秘道漫長而曲折,向上蜿蜒了近一個時辰。空氣始終保持著那股淡淡的防腐氣息,石階和牆壁雖然古老,卻異常乾燥整潔,未見任何“蝕”力侵蝕的痕跡,顯然這條秘道在建造時便考慮到了隔絕汙染。厲天行打頭,吳邪、郭衝攜扶著狀態不穩的方餘和虛弱的吳三省緊隨其後,無人說話,只有壓抑的喘息和腳步聲在狹窄空間內迴盪。
終於,前方出現了不一樣的微光——並非自然光,而是一種穩定的、柔和的淡綠色熒光。秘道盡頭,是一扇厚重的、刻滿淨化符文的青銅門,門上沒有鎖孔,只有一個手掌形狀的凹槽。
“需要‘守望者’的印記,或者……特定的能量共鳴。”厲天行檢查後判斷,看向方餘和他手中的“鎮淵尺”。
方餘勉強抬手,將“鎮淵尺”輕輕抵在凹槽上,試圖催動一絲微弱的尺力。尺身微光流轉,青銅門上的符文次第亮起,發出低沉的“咔噠”聲,隨即無聲地向內滑開。
門後,是一個廣闊得超乎想象的地下空間。
這裡像是一個巨型的、被塵封無數歲月的古老倉庫。目測高度超過三十米,橫向看不到邊際,一根根需要數人合抱的粗大石柱支撐著穹頂。地面堆積著如山般的物資:有碼放整齊、覆蓋著厚厚灰塵的金屬箱櫃;有成堆的、用某種油布包裹的、形態各異的器械零件;有一排排蒙塵的、造型奇特的載具骨架;更有大量用陶罐、玉匣密封,隱約透出能量波動的未知物品。

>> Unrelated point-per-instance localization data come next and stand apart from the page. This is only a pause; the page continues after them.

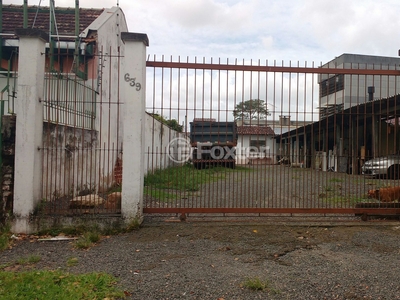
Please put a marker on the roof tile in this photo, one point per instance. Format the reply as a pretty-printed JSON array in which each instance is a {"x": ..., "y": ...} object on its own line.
[
  {"x": 65, "y": 18},
  {"x": 255, "y": 130}
]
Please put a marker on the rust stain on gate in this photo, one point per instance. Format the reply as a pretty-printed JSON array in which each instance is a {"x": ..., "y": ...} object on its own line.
[{"x": 309, "y": 139}]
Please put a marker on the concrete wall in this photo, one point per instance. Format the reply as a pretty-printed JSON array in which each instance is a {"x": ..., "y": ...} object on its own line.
[{"x": 109, "y": 106}]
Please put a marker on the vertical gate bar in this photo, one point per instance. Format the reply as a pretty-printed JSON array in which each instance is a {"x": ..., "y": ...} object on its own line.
[
  {"x": 119, "y": 118},
  {"x": 305, "y": 181},
  {"x": 181, "y": 193},
  {"x": 184, "y": 130},
  {"x": 297, "y": 190}
]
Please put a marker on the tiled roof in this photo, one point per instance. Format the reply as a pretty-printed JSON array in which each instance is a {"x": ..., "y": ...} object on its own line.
[
  {"x": 255, "y": 130},
  {"x": 65, "y": 18},
  {"x": 204, "y": 120}
]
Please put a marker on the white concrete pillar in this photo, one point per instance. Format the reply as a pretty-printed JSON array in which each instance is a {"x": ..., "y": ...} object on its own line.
[
  {"x": 134, "y": 97},
  {"x": 29, "y": 126}
]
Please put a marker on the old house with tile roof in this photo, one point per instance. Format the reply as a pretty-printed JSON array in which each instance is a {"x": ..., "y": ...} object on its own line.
[
  {"x": 256, "y": 145},
  {"x": 82, "y": 112}
]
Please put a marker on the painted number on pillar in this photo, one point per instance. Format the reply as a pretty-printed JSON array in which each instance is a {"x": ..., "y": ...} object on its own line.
[{"x": 132, "y": 82}]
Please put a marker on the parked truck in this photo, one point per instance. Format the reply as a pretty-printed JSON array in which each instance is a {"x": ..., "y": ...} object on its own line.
[{"x": 214, "y": 143}]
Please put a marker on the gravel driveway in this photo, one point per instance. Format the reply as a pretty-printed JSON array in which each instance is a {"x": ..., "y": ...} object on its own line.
[{"x": 166, "y": 259}]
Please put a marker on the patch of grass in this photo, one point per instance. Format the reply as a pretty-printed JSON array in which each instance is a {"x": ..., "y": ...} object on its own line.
[
  {"x": 33, "y": 259},
  {"x": 116, "y": 188},
  {"x": 256, "y": 284},
  {"x": 349, "y": 200},
  {"x": 184, "y": 178},
  {"x": 55, "y": 231},
  {"x": 161, "y": 195},
  {"x": 87, "y": 240},
  {"x": 336, "y": 180},
  {"x": 72, "y": 261},
  {"x": 58, "y": 285}
]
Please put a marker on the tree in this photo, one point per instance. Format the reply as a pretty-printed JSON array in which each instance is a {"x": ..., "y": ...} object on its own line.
[{"x": 251, "y": 109}]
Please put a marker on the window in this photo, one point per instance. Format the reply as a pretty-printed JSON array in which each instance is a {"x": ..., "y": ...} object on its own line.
[
  {"x": 331, "y": 85},
  {"x": 257, "y": 144}
]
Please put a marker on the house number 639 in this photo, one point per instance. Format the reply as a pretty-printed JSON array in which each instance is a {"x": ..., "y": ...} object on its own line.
[{"x": 132, "y": 82}]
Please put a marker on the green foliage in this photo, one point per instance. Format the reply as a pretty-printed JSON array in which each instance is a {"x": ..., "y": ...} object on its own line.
[
  {"x": 171, "y": 183},
  {"x": 57, "y": 285},
  {"x": 55, "y": 231},
  {"x": 253, "y": 109},
  {"x": 172, "y": 123},
  {"x": 33, "y": 259}
]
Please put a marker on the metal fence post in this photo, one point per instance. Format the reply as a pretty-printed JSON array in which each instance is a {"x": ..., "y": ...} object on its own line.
[
  {"x": 133, "y": 88},
  {"x": 29, "y": 126}
]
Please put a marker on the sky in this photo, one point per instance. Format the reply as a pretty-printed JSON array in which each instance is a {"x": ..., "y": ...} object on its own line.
[{"x": 291, "y": 30}]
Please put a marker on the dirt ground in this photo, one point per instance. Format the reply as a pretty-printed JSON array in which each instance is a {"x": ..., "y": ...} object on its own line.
[{"x": 168, "y": 259}]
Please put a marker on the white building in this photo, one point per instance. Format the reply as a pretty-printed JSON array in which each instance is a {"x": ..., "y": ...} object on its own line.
[{"x": 338, "y": 92}]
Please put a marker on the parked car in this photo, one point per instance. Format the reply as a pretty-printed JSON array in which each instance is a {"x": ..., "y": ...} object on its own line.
[{"x": 388, "y": 166}]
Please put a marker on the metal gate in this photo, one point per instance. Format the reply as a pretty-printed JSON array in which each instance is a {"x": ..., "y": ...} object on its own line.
[{"x": 306, "y": 139}]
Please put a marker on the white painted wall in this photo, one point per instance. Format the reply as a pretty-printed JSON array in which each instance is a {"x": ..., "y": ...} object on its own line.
[{"x": 109, "y": 106}]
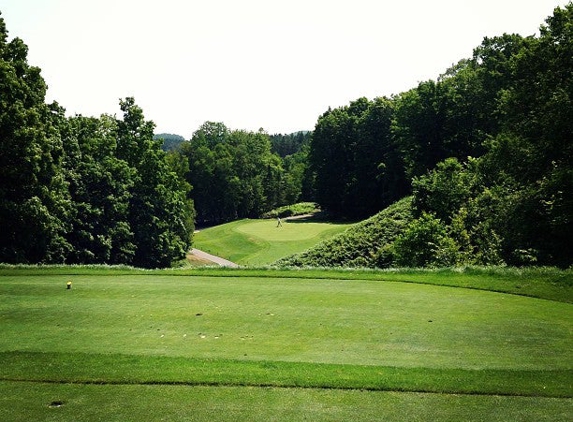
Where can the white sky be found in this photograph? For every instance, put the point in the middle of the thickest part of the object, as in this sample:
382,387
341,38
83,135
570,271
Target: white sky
251,63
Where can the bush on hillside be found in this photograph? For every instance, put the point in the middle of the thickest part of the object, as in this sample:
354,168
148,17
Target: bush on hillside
362,245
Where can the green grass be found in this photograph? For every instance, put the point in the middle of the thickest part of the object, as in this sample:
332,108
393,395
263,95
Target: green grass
24,402
127,344
260,242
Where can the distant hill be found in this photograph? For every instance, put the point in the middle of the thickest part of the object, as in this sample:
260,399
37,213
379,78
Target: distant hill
170,141
289,144
365,244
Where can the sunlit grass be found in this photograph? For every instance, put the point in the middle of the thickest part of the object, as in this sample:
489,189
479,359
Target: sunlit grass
127,344
260,242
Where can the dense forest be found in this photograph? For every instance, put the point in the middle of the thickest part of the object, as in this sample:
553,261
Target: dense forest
484,155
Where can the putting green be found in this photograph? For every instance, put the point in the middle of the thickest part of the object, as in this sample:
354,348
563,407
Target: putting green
261,242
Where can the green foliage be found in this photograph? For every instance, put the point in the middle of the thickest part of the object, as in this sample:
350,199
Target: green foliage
356,165
365,244
235,175
425,243
171,142
34,202
285,145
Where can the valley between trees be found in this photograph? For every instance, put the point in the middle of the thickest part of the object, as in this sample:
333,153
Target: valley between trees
484,154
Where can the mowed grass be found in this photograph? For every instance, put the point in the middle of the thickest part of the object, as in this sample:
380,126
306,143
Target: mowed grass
169,346
261,242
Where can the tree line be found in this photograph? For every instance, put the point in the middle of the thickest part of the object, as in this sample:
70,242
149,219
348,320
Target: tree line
485,151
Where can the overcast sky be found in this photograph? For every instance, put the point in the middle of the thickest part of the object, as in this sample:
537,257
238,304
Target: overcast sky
251,63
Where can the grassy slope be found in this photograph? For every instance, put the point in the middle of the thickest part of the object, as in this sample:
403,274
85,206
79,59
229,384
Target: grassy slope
253,330
361,245
259,242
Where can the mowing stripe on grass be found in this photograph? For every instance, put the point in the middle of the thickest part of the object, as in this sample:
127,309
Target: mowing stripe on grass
131,369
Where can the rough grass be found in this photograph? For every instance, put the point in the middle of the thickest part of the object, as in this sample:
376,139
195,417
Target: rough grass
24,402
329,343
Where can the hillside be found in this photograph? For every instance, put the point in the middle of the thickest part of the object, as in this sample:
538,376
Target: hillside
363,245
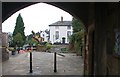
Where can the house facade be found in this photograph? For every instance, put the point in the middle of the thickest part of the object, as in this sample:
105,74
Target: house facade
60,31
45,35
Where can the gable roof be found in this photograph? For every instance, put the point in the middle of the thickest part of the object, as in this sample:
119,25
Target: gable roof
62,23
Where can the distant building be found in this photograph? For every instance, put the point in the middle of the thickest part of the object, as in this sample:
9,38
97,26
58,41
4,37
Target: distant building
60,31
45,35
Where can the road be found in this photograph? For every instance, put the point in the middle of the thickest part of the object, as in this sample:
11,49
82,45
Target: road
43,63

空氣中瀰漫著塵埃和陳舊金屬的氣味,但令人安心的是,幾乎感覺不到“蝕”力的侵蝕。倉庫的牆壁、地面甚至穹頂,都隱約可見細密的、已然黯淡的淨化符文脈絡,顯然此地曾被精心防護。那淡綠色的熒光,來源於生長在牆角、石柱基座和部分箱櫃上的一種奇特的苔蘚和真菌,它們散發出的光芒雖然微弱,卻連成一片,提供了基本的照明。
“圖紙上說的倉庫區……規模竟然這麼大!”郭衝咋舌,守陵人的本能讓他對這類儲存完好的古蹟充滿敬畏與好奇。
“找找有沒有標註‘丙七’的區域,那裡是圖紙上提到的‘小型淨化裝置’和‘應急物資點’所在地。”吳三省提醒,他精神稍好,仔細觀察著環境。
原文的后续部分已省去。